In this study, we carried out a meta-analysis of breast cancer GWAS studies and found four new loci associated with developing ER-negative breast cancer.

Results

Associations with ER-negative breast cancer

Genotype data for this meta-analysis were obtained from three sources: (1) 11 breast cancer GWAS included 5,139 ER-negative breast cancer cases and 14,352 controls (Supplementary Table 1); (2) The Breast Cancer Association Consortium (BCAC) included 7,333 ER-negative breast cancer cases and 42,468 study-matched controls genotyped on the iCOGS (Collaborative Oncological Gene-environment Study) custom array3; (3) The Consortium of Investigators of Modifiers of BRCA1/2 (CIMBA)26 included 15,252 BRCA1 mutation carriers (7,797 with breast cancer and 7,455 unaffected) genotyped on the iCOGS array (Supplementary Tables 2–4). Imputation was performed using the 1000 Genomes project as a reference20,27, and a meta-analysis was performed based on 10,909,381 common single-nucleotide polymorphisms (SNPs) that passed quality control (Supplementary Table 1).

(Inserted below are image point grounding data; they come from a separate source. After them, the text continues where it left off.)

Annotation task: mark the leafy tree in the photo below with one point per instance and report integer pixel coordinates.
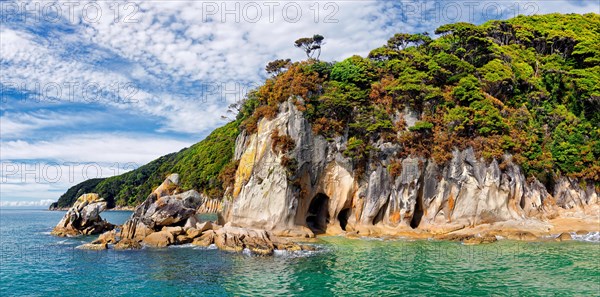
(277, 66)
(310, 45)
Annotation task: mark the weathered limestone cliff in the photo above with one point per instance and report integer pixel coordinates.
(312, 188)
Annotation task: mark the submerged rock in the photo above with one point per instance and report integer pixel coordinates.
(93, 246)
(159, 239)
(83, 218)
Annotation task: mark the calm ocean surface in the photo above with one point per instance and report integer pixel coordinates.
(35, 263)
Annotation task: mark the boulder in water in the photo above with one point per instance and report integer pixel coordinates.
(83, 218)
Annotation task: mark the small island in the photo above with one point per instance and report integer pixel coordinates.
(486, 132)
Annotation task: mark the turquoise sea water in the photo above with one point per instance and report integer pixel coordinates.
(35, 263)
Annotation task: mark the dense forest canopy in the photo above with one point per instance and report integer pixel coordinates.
(528, 86)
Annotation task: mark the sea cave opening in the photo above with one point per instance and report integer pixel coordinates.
(418, 214)
(318, 214)
(343, 218)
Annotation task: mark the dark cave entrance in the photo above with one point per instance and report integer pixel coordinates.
(343, 218)
(416, 220)
(318, 214)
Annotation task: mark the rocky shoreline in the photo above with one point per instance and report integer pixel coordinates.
(168, 217)
(270, 206)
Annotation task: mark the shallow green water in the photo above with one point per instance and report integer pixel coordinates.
(34, 263)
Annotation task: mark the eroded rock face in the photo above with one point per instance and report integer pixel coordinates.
(323, 190)
(168, 218)
(83, 218)
(165, 206)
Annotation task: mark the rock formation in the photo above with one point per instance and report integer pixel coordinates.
(83, 218)
(322, 191)
(167, 217)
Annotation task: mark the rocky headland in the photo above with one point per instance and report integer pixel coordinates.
(325, 195)
(83, 218)
(466, 200)
(484, 132)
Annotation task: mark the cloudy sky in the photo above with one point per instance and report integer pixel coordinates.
(93, 89)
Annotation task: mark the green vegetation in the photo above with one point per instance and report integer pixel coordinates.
(528, 86)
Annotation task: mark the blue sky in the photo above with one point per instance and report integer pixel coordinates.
(92, 89)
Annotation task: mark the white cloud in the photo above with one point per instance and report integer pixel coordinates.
(166, 53)
(109, 148)
(22, 124)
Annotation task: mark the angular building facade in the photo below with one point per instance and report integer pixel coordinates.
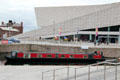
(79, 22)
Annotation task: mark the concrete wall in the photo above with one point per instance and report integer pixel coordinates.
(108, 52)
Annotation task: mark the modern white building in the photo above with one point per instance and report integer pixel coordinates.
(79, 22)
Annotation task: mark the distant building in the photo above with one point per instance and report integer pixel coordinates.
(78, 23)
(10, 29)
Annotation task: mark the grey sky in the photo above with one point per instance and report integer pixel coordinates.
(23, 10)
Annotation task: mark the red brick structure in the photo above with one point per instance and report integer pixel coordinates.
(10, 29)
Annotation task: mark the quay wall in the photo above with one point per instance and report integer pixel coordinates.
(108, 52)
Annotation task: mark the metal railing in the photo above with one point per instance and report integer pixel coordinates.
(106, 70)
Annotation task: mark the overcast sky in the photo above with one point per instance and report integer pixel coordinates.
(23, 10)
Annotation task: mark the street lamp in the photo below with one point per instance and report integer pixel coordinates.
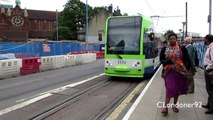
(184, 23)
(180, 35)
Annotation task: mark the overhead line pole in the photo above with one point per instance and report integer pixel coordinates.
(86, 25)
(186, 34)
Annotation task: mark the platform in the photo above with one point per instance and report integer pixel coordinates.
(148, 105)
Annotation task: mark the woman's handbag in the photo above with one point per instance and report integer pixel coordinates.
(211, 76)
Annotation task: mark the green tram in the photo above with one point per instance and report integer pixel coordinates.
(130, 47)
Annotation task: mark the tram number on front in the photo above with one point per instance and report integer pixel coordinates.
(121, 62)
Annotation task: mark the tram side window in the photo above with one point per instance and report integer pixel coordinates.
(149, 47)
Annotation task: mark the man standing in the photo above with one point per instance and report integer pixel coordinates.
(208, 64)
(191, 72)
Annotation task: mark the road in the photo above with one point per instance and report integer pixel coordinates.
(68, 90)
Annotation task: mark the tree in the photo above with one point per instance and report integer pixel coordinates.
(74, 16)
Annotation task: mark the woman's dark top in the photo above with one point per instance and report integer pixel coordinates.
(185, 58)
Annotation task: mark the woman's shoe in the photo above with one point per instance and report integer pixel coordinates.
(165, 111)
(175, 109)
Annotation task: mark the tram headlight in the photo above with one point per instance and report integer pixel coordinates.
(136, 64)
(108, 63)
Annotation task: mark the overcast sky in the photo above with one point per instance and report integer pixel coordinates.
(198, 11)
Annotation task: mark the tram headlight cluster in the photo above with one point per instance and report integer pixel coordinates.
(136, 64)
(109, 63)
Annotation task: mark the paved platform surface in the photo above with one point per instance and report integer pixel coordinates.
(148, 106)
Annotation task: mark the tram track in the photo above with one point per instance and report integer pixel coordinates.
(103, 110)
(68, 100)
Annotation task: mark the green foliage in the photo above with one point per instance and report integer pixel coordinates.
(125, 14)
(73, 17)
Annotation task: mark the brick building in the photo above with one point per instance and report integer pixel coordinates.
(18, 25)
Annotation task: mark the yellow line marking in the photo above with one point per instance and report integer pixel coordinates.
(115, 114)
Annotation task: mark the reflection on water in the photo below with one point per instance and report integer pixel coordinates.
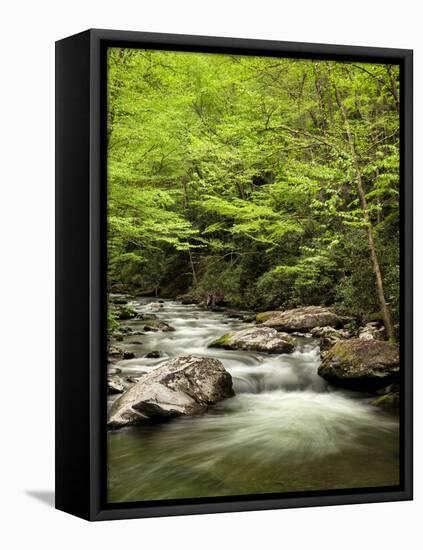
(285, 430)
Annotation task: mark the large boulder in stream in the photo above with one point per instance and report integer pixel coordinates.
(301, 319)
(263, 339)
(182, 386)
(366, 365)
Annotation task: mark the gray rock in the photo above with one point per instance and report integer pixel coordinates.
(115, 385)
(372, 331)
(328, 336)
(184, 385)
(255, 338)
(366, 365)
(154, 354)
(301, 319)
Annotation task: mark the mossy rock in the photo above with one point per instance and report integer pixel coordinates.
(264, 316)
(389, 401)
(366, 365)
(125, 312)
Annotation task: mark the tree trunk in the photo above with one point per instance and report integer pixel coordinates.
(194, 275)
(384, 306)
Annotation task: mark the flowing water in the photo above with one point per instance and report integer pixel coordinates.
(285, 430)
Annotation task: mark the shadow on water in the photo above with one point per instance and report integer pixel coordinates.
(46, 497)
(285, 430)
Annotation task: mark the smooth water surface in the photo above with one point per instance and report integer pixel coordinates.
(285, 430)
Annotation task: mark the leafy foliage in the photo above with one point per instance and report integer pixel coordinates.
(234, 174)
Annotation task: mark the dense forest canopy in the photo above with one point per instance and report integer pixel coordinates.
(271, 181)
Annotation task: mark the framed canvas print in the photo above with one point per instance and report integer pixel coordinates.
(234, 254)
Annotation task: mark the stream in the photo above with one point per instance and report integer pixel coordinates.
(285, 430)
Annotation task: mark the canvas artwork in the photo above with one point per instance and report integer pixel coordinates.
(253, 275)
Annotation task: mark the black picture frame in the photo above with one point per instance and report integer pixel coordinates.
(81, 272)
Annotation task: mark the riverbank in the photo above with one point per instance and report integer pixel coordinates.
(287, 429)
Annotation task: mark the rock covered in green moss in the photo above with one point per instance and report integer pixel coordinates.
(390, 401)
(262, 339)
(365, 365)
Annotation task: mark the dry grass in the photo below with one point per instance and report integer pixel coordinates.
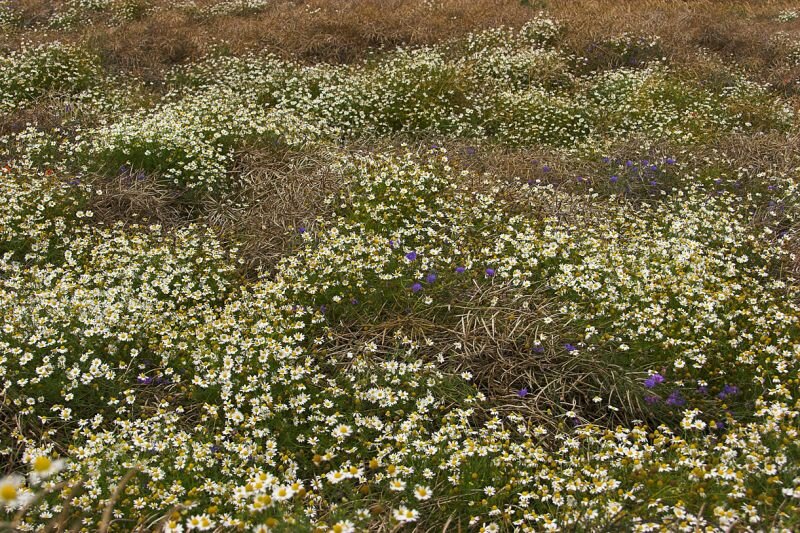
(740, 30)
(314, 30)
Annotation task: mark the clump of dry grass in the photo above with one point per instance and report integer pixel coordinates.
(513, 344)
(739, 30)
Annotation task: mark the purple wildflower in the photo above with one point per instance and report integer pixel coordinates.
(675, 399)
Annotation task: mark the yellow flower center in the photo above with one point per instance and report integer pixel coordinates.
(8, 492)
(42, 464)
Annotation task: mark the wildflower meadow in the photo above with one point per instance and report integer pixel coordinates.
(402, 266)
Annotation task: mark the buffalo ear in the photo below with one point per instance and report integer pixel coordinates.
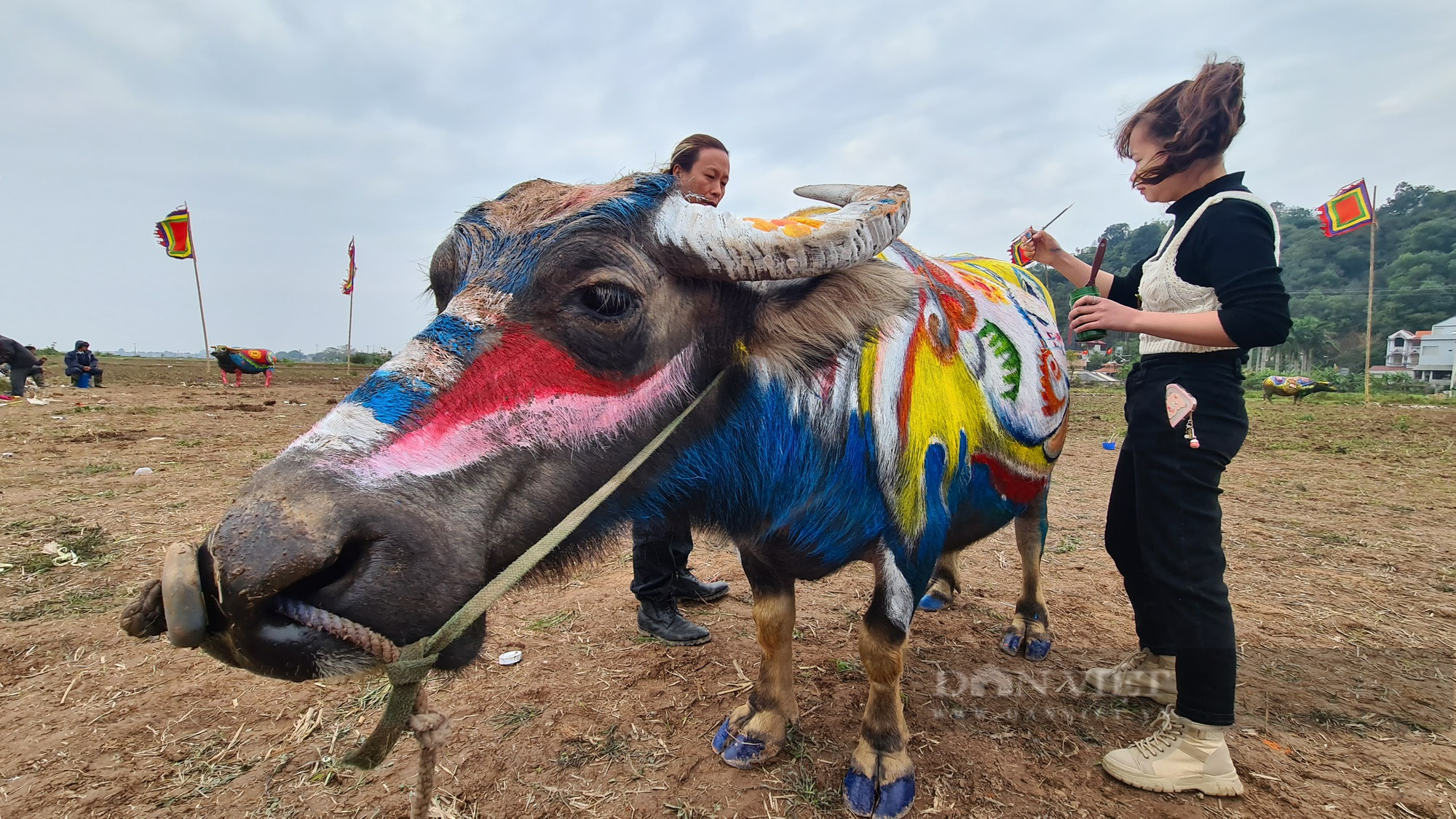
(446, 270)
(804, 324)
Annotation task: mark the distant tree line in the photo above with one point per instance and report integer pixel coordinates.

We first considered SNPs in 94 regions in which genome-wide significant associations for breast cancer had been identified (Methods)20. In 55 of these, the SNP most significantly associated with overall breast cancer risk was significantly associated (P<0.05) with ER-negative breast cancer in the meta-analysis. Four more were associated with ER-negative breast cancer in the general population (P<0.05) but not in the meta-analysis, and 15 displayed genome-wide significant (P<5 × 10−8) associations with ER-negative breast cancer (Supplementary Table 5). In addition, new SNPs in three loci (rs10864459 from 1p36.2 PEX14, rs11903787 from INHBB and rs4980383 from 11p15.5 LSP1) were found to have genome-wide significant associations with ER-negative disease (Table 1, Fig. 1, Supplementary Table 5). Likewise, SNPs in the TCF7L2 locus previously associated with BRCA1 breast cancer22 and ER-positive breast cancer3,20 showed genome-wide significant associations with ER-negative breast cancer (Table 1). Interestingly multiple independent signals in several loci were associated with ER-negative breast cancer. In particular, three independent regions in the TERT locus28, two regions in PTHLH, and two regions in ESR1 displayed genome-wide significant associations with ER-negative breast cancer (Table 1). Furthermore, while previous studies established genome-wide significant associations with ER-negative disease for rs11075995 in one 16q12.2 FTO locus17, rs17817449 (r2=0.035) from a second FTO locus located 40 kb proximal to the rs11075995 tagged locus17 also displayed near-genome-wide significance (P=5.26 × 10−8) with ER-negative breast cancer in the meta-analysis (Table 1). In addition to the breast cancer loci established in studies of European women, three additional breast cancer risk loci were recently identified in GWAS of Asian women. To generalize the results to other populations, associations between the three SNPs and breast cancer in the European, African American and Asian populations in the iCOGS study were evaluated. SNP rs2290203 showed only weak evidence of association (P=0.02), and rs4951011 and rs10474352 SNPs showed no evidence of association with ER-negative breast cancer in the white European meta-analysis (Supplementary Table 6).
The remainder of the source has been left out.